I decided in my teens that I would do what one woman could do to show that women had as much brains as men and could do things as well if she gave them her undivided attention.
A scholar and mountaineer, Annie Smith Peck spent her life working to reach new heights for women, both literally and metaphorically.
Annie Smith Peck was born into a prominent Rhode Island family on 19th October 1850. Her father, George B. Beck, was a lawyer and city councilman who also ran a number of businesses.
Annie was a dedicated student, and she pursued a level of education that was almost unheard of for women during this time period. In 1875, she enrolled in the University of Michigan, which had only begun admitting women five years prior, where she completed a four-year degree program in just three years. She graduated from the University of Michigan with honors in 1878, at which point she went on to pursue a master’s degree. She earned that degree in 1881, and after completion of her masters program, she began working as a professor at Purdue University. In accepting this position, she became one of the first female professors in the United States.
Were this all Annie had ever accomplished, she would still be a remarkable woman with a story worth telling, but becoming one of America’s first female professors was only the beginning of Annie’s groundbreaking accomplishments. In 1885, after seeing the Matterhorn during a trip to Greece, Annie became intrigued by the prospect of mountain climbing. At the age of 44, she began trying her hand at it, and in 1895, a decade after first spotting the Matterhorn, she became the third woman to climb it and the first to do so wearing pants.

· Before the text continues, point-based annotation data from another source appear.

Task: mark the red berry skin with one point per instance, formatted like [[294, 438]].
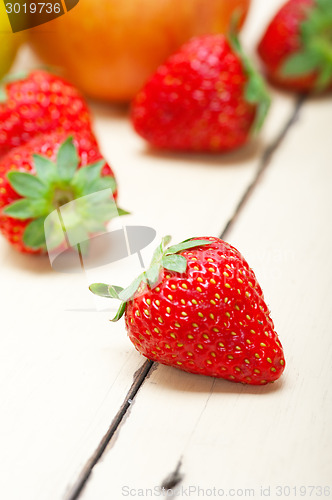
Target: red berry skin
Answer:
[[40, 103], [282, 39], [195, 101], [211, 320], [20, 159]]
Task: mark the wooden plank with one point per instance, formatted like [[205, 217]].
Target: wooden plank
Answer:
[[64, 373], [238, 438]]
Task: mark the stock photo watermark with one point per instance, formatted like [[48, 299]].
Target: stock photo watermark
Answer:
[[195, 491], [26, 14]]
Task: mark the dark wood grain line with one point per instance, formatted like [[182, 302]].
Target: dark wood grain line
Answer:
[[139, 377], [148, 366]]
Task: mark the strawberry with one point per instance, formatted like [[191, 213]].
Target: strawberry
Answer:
[[200, 308], [39, 103], [39, 177], [205, 97], [296, 48]]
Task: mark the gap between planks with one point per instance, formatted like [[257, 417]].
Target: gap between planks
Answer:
[[146, 369]]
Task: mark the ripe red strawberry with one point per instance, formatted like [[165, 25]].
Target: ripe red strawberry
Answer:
[[199, 308], [296, 48], [39, 103], [46, 173], [205, 97]]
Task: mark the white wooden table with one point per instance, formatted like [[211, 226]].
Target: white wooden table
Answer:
[[84, 416]]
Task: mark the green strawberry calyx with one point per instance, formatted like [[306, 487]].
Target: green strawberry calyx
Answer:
[[255, 90], [315, 55], [55, 185], [12, 77], [163, 258]]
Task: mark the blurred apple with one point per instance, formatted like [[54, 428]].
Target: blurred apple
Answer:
[[110, 47], [9, 42]]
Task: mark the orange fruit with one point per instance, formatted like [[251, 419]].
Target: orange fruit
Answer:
[[109, 48]]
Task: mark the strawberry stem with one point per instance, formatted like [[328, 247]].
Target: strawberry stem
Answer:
[[166, 258]]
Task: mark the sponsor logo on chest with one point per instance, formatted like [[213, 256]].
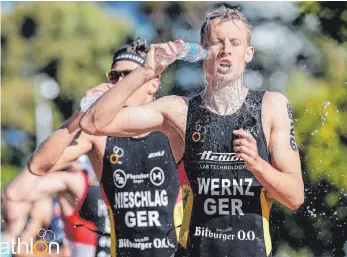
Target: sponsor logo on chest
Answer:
[[219, 157], [156, 154]]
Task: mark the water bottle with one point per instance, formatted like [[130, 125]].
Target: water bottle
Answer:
[[88, 100], [189, 52]]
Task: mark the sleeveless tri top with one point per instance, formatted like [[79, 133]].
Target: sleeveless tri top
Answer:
[[142, 190], [227, 212]]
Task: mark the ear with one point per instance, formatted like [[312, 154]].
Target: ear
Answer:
[[154, 86], [249, 54]]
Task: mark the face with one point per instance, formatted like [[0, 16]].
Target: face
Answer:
[[230, 51], [145, 93]]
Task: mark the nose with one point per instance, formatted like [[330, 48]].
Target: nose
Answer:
[[226, 49]]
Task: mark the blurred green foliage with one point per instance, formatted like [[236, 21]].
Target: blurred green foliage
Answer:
[[72, 42], [320, 109]]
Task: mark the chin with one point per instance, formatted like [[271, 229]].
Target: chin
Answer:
[[224, 78]]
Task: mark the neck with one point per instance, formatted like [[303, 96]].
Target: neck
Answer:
[[225, 99]]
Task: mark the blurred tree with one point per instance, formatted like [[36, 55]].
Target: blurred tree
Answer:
[[72, 42], [318, 228], [332, 17]]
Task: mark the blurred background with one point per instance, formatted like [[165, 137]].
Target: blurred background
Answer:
[[51, 52]]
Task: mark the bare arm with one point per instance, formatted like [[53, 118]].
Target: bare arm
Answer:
[[107, 115], [282, 178], [51, 150], [47, 185]]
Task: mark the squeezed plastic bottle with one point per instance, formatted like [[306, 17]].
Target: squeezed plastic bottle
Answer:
[[189, 52], [88, 100]]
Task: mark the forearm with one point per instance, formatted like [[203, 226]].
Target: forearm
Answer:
[[286, 188], [102, 112], [49, 152]]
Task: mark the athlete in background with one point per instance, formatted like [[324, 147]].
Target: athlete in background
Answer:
[[80, 199], [238, 145], [138, 175]]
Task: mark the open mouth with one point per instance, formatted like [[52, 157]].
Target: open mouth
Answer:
[[225, 63]]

Her most groundbreaking summit occurred in 1910 when she summited Mount Huascaran. It was an arduous climb, one that she attempted five times over the course of four years. She was 60 years old when she finally succeeded, and in doing so, she became the first person of any gender to summit Mount Huascaran. In 1927, the north peak of that mount was named in her honor: Cumbre Aña Peck.
A year after summiting Mount Huascaran, Anna summited another mount in Peru: Mount Coropuna. This time, she left a “Votes for Women” pennant at the top. Anna continued climbing throughout her life, summiting her last mountain at the age of 82. She passed away a few years later and remains, to this day, the only woman in history to become the first to summit a major world peak.